Pour établir ce score, RSF s’appuie sur un relevé quantitatif des exactions commises envers les médias, ainsi que sur une analyse basée sur cinq indicateurs, qui sont les suivants : 

  • Indicateur politique : il permet d’évaluer l’autonomie dont disposent les médias, ainsi que le pluralisme face aux pressions qui peuvent être exercées par le gouvernement ou d’autres acteurs de la vie politique. 
  • Indicateur économique : il permet d’évaluer les diverses contraintes économiques qui pèsent sur les médias. 
  • Indicateur législatif : il permet d’évaluer le cadre légal dans lequel les médias évoluent et la protection juridique dont ils bénéficient. Il évalue également l’accès à l’information sans discrimination entre les journalistes. 
  • Indicateur social : il permet d’évaluer la pression sociale et les contraintes culturelles qui peuvent peser sur les journalistes. 
  • Indicateur sécurité : il permet de mesurer tout ce qui concerne la sécurité des journalistes (dommages corporels et psychologiques, perte d’emploi, saisie d’équipement…). 

Quelles sont les enseignements du rapport 2025 ? 
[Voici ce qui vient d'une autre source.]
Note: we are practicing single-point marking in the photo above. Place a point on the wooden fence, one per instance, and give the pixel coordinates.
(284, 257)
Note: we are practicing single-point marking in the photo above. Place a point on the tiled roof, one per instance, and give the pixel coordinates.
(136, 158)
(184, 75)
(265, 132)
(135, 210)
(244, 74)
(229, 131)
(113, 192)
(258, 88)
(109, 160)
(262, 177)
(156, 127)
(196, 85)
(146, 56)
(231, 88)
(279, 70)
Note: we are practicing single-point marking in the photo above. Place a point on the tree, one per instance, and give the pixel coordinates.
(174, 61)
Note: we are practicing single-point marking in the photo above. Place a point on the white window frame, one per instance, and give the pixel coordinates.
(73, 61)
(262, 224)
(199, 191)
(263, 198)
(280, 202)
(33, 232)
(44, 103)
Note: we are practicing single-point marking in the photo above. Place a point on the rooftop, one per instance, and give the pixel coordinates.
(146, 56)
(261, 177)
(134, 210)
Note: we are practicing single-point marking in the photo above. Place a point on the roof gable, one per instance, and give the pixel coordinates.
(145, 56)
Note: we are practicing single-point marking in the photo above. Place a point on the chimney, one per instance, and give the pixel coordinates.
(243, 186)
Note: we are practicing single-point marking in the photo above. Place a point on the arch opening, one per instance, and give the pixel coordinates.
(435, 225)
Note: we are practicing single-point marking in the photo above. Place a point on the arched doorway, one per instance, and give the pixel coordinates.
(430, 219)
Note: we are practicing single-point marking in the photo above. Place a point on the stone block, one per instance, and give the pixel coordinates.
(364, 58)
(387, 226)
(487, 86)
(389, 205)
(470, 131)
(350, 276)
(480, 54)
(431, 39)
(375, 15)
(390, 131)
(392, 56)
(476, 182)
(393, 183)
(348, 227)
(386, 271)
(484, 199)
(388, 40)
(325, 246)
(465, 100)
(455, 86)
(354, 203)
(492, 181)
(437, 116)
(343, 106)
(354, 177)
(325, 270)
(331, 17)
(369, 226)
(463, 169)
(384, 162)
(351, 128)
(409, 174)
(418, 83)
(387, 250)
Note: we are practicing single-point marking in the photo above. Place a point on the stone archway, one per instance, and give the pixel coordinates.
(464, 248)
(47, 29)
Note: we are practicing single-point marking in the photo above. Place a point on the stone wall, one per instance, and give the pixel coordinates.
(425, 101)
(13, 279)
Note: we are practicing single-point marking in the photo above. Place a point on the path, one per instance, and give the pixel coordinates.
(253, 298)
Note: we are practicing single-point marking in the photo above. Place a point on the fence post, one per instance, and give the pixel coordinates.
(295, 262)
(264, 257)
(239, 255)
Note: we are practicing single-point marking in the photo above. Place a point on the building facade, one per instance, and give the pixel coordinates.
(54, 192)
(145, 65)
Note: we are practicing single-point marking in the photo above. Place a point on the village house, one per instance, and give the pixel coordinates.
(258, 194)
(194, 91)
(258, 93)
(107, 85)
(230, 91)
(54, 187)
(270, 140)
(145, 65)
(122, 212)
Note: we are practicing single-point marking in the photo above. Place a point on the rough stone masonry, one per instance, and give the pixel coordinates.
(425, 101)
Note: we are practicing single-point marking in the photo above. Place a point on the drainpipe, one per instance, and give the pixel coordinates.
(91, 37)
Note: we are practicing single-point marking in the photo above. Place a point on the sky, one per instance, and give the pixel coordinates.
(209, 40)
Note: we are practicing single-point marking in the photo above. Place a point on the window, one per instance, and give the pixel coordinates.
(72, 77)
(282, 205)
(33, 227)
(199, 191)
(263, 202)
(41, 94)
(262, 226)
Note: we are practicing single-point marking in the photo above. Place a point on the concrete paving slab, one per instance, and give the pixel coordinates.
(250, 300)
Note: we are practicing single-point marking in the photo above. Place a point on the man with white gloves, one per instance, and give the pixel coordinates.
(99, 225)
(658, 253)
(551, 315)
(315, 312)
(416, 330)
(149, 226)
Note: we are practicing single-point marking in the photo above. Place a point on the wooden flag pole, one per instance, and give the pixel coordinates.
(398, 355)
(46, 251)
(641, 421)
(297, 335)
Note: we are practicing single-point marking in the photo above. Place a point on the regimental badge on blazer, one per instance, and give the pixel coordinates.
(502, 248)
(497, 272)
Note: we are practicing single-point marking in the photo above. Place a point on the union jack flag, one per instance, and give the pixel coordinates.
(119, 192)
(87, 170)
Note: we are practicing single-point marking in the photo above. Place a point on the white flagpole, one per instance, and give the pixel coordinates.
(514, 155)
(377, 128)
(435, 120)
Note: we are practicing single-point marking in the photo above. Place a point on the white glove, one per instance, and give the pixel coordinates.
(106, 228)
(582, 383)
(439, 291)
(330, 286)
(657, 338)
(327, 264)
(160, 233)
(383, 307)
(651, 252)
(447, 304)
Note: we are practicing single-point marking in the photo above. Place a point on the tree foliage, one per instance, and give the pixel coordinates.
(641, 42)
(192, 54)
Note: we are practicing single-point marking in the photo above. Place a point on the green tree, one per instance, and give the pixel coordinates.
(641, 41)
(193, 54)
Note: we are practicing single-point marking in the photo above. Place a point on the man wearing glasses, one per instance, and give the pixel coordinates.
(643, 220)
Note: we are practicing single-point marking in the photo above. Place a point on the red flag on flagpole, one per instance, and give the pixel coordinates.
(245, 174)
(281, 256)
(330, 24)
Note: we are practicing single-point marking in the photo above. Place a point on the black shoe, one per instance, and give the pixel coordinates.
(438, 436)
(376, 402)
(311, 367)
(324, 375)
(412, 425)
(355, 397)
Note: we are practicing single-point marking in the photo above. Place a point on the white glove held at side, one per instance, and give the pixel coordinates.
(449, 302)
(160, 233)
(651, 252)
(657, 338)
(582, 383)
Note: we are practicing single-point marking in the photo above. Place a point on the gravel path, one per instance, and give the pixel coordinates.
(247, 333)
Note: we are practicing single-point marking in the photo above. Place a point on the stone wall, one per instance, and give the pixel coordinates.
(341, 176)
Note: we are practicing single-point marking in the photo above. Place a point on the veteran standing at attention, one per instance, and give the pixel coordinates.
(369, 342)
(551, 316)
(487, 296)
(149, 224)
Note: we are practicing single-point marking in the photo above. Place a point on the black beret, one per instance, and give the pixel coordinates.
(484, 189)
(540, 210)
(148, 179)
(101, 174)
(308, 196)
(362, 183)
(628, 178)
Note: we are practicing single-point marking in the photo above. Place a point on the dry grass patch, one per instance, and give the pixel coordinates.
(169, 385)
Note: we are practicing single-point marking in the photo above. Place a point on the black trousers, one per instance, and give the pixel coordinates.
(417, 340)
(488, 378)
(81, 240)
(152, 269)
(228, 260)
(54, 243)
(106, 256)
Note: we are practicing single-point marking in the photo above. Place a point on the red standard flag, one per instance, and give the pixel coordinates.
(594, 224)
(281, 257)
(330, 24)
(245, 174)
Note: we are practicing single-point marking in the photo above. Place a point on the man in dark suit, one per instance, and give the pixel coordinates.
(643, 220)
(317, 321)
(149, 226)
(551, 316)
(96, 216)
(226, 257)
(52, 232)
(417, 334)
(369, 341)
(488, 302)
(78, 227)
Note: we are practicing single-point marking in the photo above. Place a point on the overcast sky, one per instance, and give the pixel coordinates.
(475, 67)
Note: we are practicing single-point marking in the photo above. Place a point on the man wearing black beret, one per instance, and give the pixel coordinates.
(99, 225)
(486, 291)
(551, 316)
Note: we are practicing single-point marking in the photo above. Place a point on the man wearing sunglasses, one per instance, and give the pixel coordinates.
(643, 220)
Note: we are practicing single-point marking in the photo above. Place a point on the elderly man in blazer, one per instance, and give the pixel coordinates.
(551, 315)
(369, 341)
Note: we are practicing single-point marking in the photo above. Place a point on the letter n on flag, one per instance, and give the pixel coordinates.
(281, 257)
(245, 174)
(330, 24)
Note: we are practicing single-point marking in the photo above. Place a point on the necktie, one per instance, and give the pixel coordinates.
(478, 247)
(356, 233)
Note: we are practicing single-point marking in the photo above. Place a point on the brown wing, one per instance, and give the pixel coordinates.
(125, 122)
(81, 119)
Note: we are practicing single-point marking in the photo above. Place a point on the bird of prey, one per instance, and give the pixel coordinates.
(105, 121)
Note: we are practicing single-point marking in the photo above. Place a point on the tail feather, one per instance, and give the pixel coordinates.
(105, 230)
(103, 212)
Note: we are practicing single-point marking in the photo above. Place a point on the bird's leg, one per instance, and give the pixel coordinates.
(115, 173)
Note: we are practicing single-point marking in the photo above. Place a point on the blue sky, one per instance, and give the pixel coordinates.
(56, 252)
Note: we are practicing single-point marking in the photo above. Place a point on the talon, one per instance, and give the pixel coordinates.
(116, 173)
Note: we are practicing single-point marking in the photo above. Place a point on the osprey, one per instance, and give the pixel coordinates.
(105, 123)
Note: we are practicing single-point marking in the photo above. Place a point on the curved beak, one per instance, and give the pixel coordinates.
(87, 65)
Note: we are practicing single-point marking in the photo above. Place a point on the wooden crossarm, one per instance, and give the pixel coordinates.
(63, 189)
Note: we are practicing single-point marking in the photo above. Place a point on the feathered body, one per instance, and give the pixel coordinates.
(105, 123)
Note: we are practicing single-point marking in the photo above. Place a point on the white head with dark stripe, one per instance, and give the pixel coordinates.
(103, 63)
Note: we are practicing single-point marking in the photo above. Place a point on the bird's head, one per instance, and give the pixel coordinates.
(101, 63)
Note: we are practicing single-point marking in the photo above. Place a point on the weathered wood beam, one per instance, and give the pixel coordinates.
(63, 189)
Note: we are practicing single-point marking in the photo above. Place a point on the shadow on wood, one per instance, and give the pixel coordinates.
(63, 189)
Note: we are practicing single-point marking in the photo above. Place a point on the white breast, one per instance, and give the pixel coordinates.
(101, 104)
Le rapport 2025 fait état d’un recul inquiétant de la liberté de la presse dans plusieurs régions du monde. Cela concerne en premier lieu la Russie, qui a davantage “cadenassé” les médias opérant sur son territoire depuis le début de l’invasion de l’Ukraine, et la Palestine, dont les médias subissent la situation sanitaire et économique désastreuse et où les journalistes sont tués par l’armée israélienne.  

RSF précise cependant que le facteur majeur pesant sur la liberté de la presse dans le monde est économique : “Concentration de la propriété, pressions des annonceurs ou des financeurs, absence, restriction ou attribution opaque des aides publiques… À l’aune de ces données mesurées par l’indicateur économique du Classement mondial de la liberté de la presse de Reporters sans frontières (RSF), un constat s’impose : les médias sont aujourd’hui pris en étau entre la garantie de leur indépendance et leur survie économique.” 
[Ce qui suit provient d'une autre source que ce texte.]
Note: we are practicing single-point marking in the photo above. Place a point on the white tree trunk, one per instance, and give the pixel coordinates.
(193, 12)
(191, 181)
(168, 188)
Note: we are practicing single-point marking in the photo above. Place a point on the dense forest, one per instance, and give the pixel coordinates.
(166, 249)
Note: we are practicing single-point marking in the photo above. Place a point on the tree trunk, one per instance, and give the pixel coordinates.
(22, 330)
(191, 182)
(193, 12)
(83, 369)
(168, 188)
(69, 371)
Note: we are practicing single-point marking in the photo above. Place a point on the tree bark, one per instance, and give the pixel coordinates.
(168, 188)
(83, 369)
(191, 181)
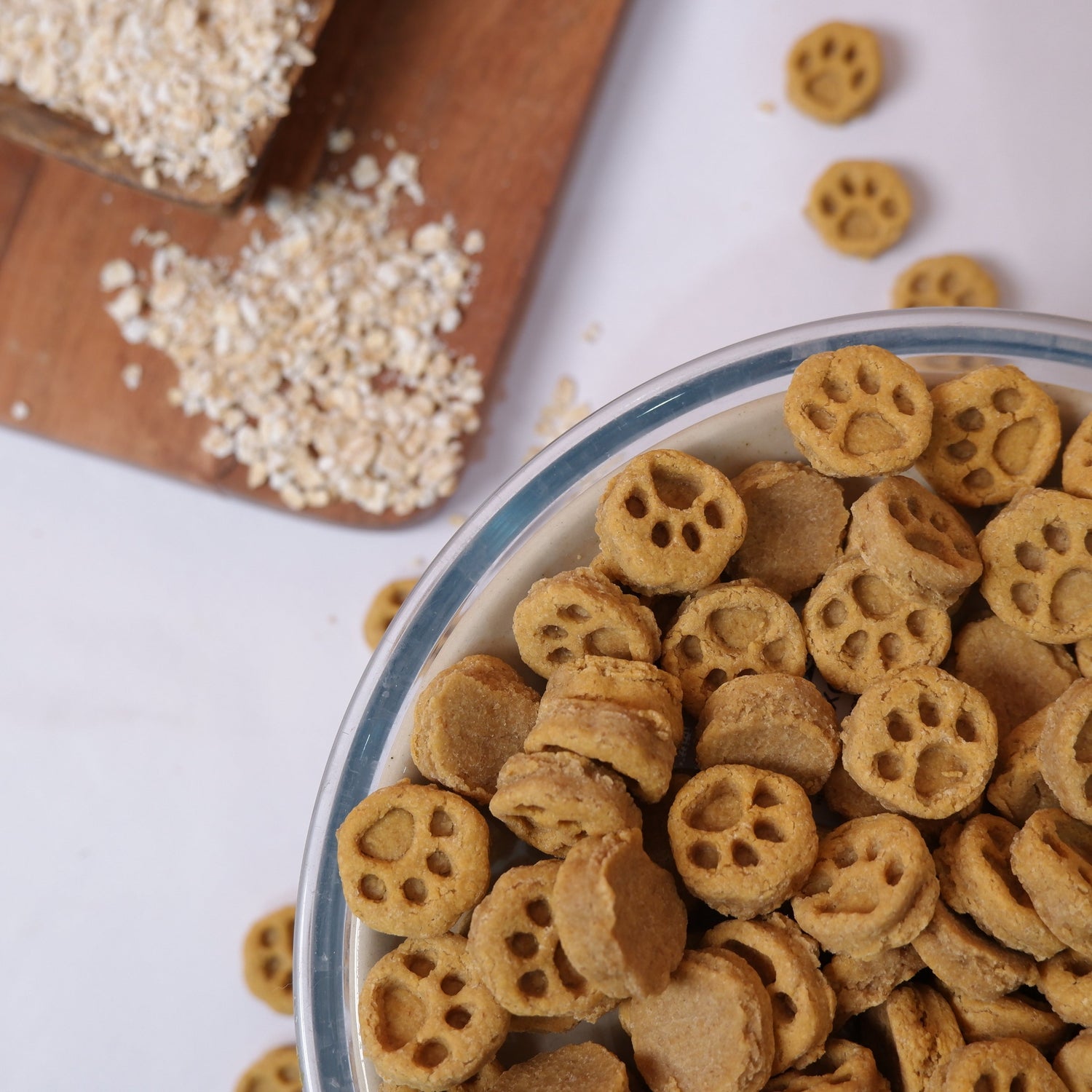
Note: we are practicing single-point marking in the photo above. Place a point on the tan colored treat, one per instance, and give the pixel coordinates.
(744, 839)
(427, 1019)
(873, 887)
(555, 799)
(921, 742)
(1018, 675)
(1074, 1064)
(976, 879)
(469, 721)
(858, 627)
(277, 1072)
(515, 946)
(858, 411)
(948, 281)
(384, 607)
(968, 961)
(796, 518)
(1065, 751)
(1066, 982)
(994, 432)
(845, 1067)
(727, 630)
(860, 207)
(862, 984)
(581, 613)
(625, 714)
(775, 722)
(915, 1032)
(1005, 1064)
(834, 71)
(618, 915)
(914, 539)
(1052, 858)
(412, 858)
(668, 523)
(1018, 788)
(788, 962)
(266, 959)
(711, 1030)
(578, 1066)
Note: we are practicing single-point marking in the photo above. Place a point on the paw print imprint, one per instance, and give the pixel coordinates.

Aux États-Unis, la situation économique des médias est particulièrement préoccupante : RSF précise que certains territoires menacent de devenir des “déserts informationnels”. L’ONG ajoute que les GAFAM pèse sur l’économie des médias de manière très négative et que cela augmente le risque de désinformation. Notre pays n’est pas épargné : “En France (25e, – 4 places), une part significative de la presse nationale est contrôlée par quelques grandes fortunes. Une concentration croissante qui restreint la diversité éditoriale, accroît les risques d’autocensure et pose de sérieuses questions sur l’indépendance réelle des rédactions vis-à-vis des intérêts économiques ou politiques de leurs actionnaires.” 
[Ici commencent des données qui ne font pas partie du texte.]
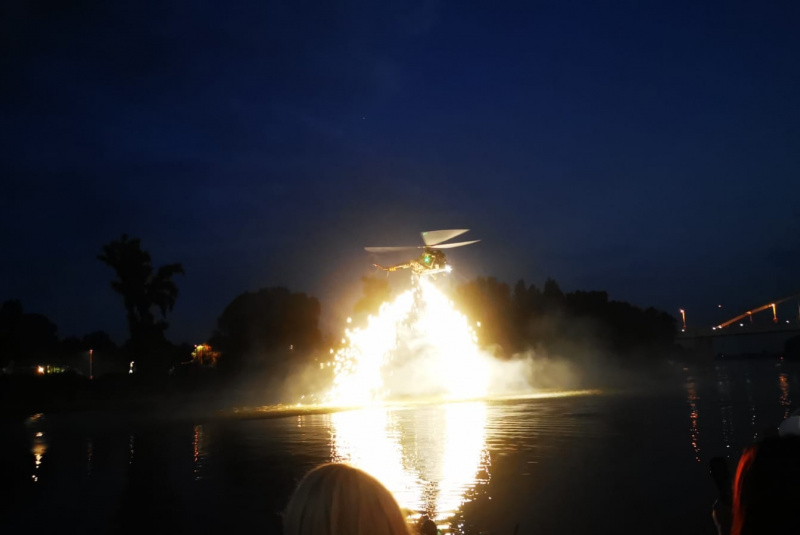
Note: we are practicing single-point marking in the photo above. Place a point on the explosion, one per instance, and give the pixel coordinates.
(418, 346)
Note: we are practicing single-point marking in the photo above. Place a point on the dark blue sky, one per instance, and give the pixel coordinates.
(650, 149)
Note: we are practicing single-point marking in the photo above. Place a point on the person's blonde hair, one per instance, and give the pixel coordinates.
(337, 499)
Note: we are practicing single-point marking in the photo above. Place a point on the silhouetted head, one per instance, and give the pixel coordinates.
(336, 499)
(767, 488)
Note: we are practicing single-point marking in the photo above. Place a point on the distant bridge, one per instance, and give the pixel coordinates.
(768, 337)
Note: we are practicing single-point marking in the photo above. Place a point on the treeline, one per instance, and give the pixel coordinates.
(529, 317)
(275, 330)
(28, 340)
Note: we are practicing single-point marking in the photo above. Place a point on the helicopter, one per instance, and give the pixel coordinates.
(432, 261)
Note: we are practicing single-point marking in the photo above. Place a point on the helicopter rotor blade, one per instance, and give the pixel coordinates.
(389, 249)
(434, 237)
(451, 245)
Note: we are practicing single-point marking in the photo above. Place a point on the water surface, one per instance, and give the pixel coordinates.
(609, 463)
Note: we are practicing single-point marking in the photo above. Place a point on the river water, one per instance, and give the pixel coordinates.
(610, 462)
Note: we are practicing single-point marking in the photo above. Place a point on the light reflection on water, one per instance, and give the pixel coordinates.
(477, 467)
(429, 458)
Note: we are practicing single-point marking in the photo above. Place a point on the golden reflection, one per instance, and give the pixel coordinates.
(431, 459)
(38, 449)
(694, 430)
(199, 450)
(783, 399)
(726, 407)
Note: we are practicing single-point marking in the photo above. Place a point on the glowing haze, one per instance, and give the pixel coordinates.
(417, 346)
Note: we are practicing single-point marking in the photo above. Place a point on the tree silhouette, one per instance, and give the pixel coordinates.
(375, 292)
(142, 289)
(266, 329)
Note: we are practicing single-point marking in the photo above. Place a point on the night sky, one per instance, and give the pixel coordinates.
(650, 149)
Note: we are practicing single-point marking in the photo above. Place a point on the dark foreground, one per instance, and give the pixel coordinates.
(609, 463)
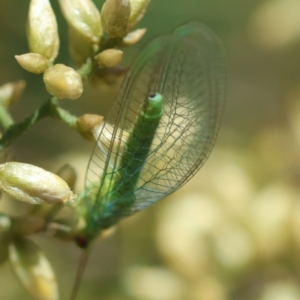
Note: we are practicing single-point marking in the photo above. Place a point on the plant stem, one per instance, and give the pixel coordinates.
(50, 109)
(5, 117)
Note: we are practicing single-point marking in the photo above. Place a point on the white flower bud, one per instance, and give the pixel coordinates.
(80, 47)
(42, 32)
(83, 16)
(32, 184)
(115, 17)
(33, 269)
(133, 37)
(11, 92)
(109, 58)
(33, 62)
(63, 82)
(138, 9)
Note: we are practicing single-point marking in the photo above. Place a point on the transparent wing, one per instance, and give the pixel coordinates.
(187, 69)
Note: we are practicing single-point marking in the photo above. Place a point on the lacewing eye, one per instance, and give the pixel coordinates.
(186, 72)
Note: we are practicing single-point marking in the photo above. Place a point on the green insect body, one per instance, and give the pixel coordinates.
(138, 146)
(160, 130)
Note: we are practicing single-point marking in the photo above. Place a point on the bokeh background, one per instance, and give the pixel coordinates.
(233, 232)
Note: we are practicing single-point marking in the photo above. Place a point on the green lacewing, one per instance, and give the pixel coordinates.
(160, 129)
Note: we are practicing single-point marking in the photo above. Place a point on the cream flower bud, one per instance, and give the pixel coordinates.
(63, 82)
(133, 37)
(138, 9)
(80, 47)
(83, 16)
(109, 58)
(33, 269)
(115, 17)
(68, 174)
(11, 92)
(87, 123)
(33, 62)
(32, 184)
(42, 32)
L’ONG précise encore qu’en 2025, “les conditions d’exercice du journalisme sont mauvaises dans la moitié des pays du monde”. Il s’agit d’une dégradation conséquente. RSF précise que “le score moyen de l’ensemble des pays évalués passe sous la barre des 55 points (“situation difficile”). Plus de six pays sur dix (112 au total) voient leur score reculer dans le Classement.”